The 20-29 age group employees, though, also have a significant attrition rate at 26.2% Perhaps this is an area that the business can target as a potential “high risk of attrition” population for retention incentives or engagement programs.

Age Group Employee Count Attrition Count Attrition % per Group
<20 17 10 58.8%
20-29 309 81 26.2%
30-39 622 89 14.3%
40-49 349 34 9.7%
50-59 168 23 13.7%
60+ 5 0 0.0%



Quality of Life Factors



In addition to the job role trends / contributions to attrition identified above, there are a number of contributing factors that we refer to as “Quality of Life” factors. These characteristics impact an employee’s personal life, time spent at the office, or represent their overall satisfaction with the work that they are doing. Things like Business Travel, for example, are driven by work requirements, but can negatively an employee’s ability to spend time with their family or friends. Let’s take a look at how these factors contribute:


Prototype Statistical Model to “Predict Attrition”


In order to aid DDSAnalytics in their efforts to effectively identify and mitigate employees at risk of attrition, we have worked to build a model that can – based on the factors provided – achieve some level of accuracy in determining whether an employee is an attrition risk. This does not inherently mean that an employee will leave the company. It does, however, allow DDSAnalytics to understand the specific factors that contribute to attrition, and possibly to target those employees with accommodations that may aid in their retention on the team!


Model Description


The model we have selected performs a logistic regression on a number of features and predicts either “1” – the employee is likey to attrite or “0” – the employee is not a risk of attrition.

Training vs. Test Data


Because we were only given a single set of data, we divided the data into a “training” set consisting of 2/3’s of the original data and a “test” set consisting of the remaining 1/3rd. The test set was used to validate the model and to determine the precision, recall, and accuracy statistics that are provided below as outputs.

Model parameters


The model takes into account all of the parameters provided – both numeric and categorical – and determines a “best fit” model to ensure the best possible prediction. The model we are developing has determined these are the most important features in rank order with their relative importance.

Variable Importance
OverTimeYes 7.0359912
NumCompaniesWorked 3.5820345
EnvironmentSatisfaction 3.4643447
JobRoleSales Representative 3.3911405
DistanceFromHome 3.1655068
YearsSinceLastPromotion 3.1521373
BusinessTravelTravel_Frequently 3.1368534
JobRoleSales Executive 3.1352773
JobRoleLaboratory Technician 3.0916779
RelationshipSatisfaction 2.9050143
JobInvolvement 2.8267995
YearsInCurrentRole 2.5346660
JobRoleHuman Resources 2.4166655
Age 2.2628159
BusinessTravelTravel_Rarely 2.2578541
YearsWithCurrManager 2.2300423
WorkLifeBalance 2.1918375
GenderMale 2.0433676
YearsAtCompany 1.8496805
StockOptionLevel 1.7002759
MaritalStatusSingle 1.6795583
JobRoleResearch Scientist 1.6093804
JobRoleResearch Director 1.2464367
JobRoleManufacturing Director 1.1174693
MaritalStatusMarried 0.6253382
JobRoleManager 0.0341333

Model Success:

Precision – Metric accounting for false positives.
x
0.9569892
Recall – Metric accounting for false negatives.
x
0.978022

Accuracy – “How many times does the model get it right?”

Accuracy = 0.8742268



As you can see, on the train/test data, our model performs quite well.

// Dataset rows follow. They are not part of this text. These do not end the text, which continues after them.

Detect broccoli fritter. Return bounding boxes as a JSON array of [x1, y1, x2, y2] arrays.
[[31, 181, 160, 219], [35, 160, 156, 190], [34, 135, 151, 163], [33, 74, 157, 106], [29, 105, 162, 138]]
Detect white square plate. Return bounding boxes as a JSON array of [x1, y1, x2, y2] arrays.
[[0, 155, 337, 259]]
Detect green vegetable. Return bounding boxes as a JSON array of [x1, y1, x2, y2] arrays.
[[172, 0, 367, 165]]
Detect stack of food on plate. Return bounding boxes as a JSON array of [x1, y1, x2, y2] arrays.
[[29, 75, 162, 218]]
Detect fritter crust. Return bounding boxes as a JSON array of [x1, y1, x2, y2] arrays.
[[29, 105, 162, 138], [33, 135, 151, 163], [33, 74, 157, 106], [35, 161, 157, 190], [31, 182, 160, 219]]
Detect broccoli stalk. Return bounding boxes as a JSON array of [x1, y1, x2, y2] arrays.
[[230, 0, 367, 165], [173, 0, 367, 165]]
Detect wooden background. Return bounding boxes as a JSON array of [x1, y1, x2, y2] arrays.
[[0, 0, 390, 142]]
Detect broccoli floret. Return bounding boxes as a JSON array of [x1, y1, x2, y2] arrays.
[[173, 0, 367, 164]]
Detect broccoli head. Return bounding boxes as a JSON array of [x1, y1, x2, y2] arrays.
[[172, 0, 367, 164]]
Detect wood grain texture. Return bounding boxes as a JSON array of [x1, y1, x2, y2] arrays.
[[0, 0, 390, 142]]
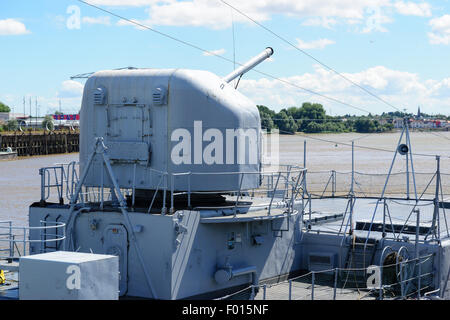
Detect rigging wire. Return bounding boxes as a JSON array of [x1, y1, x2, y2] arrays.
[[77, 0, 450, 158], [77, 0, 370, 114], [219, 0, 401, 112], [272, 130, 450, 158]]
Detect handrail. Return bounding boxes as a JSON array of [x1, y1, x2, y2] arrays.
[[0, 221, 66, 258]]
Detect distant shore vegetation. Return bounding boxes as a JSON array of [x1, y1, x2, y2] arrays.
[[257, 102, 398, 134]]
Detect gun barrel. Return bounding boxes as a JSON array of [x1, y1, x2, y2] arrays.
[[223, 47, 273, 83]]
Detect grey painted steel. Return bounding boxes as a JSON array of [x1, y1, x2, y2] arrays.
[[19, 251, 119, 300], [223, 47, 273, 83], [80, 69, 261, 191]]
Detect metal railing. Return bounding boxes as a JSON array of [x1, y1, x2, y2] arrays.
[[216, 253, 440, 300], [308, 170, 450, 199], [39, 161, 79, 204], [39, 162, 308, 216], [0, 221, 66, 259]]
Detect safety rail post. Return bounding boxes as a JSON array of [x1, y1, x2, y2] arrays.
[[131, 162, 136, 210], [234, 172, 244, 218], [188, 171, 192, 209], [289, 172, 301, 214], [169, 173, 175, 214], [39, 168, 45, 203], [333, 268, 338, 300], [22, 227, 27, 256], [8, 221, 14, 257], [417, 257, 422, 298], [381, 197, 386, 238], [267, 171, 281, 216], [331, 170, 336, 198], [59, 165, 65, 205], [289, 280, 292, 300], [161, 172, 167, 216]]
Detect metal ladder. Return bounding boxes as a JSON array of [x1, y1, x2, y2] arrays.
[[341, 237, 378, 288]]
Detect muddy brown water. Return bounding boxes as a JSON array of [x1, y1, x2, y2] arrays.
[[0, 132, 450, 226]]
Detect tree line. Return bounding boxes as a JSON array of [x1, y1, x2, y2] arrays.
[[257, 102, 394, 134]]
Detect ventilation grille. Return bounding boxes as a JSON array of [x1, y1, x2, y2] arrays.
[[153, 88, 166, 106], [94, 88, 106, 105]]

We are excited to try it on “real-world” data soon!



Top three contributors according to our prototype model:


The “Top 3” contributors according to our model are:

  1. An employee who works Overtime

  2. An employee’s Environment Satisfaction score

  3. The number of companies an employee has worked for.

Conclusion:


As you can see, there are both a number of trends and a number of contributing factors to an employee’s possible attrition. How best to use this data, is up to the management at DDSAnalytics. However, we hope that having read this analysis, that you are well-postured to identify employees at risk, identify new trends in the data, and respond to these trends accordingly.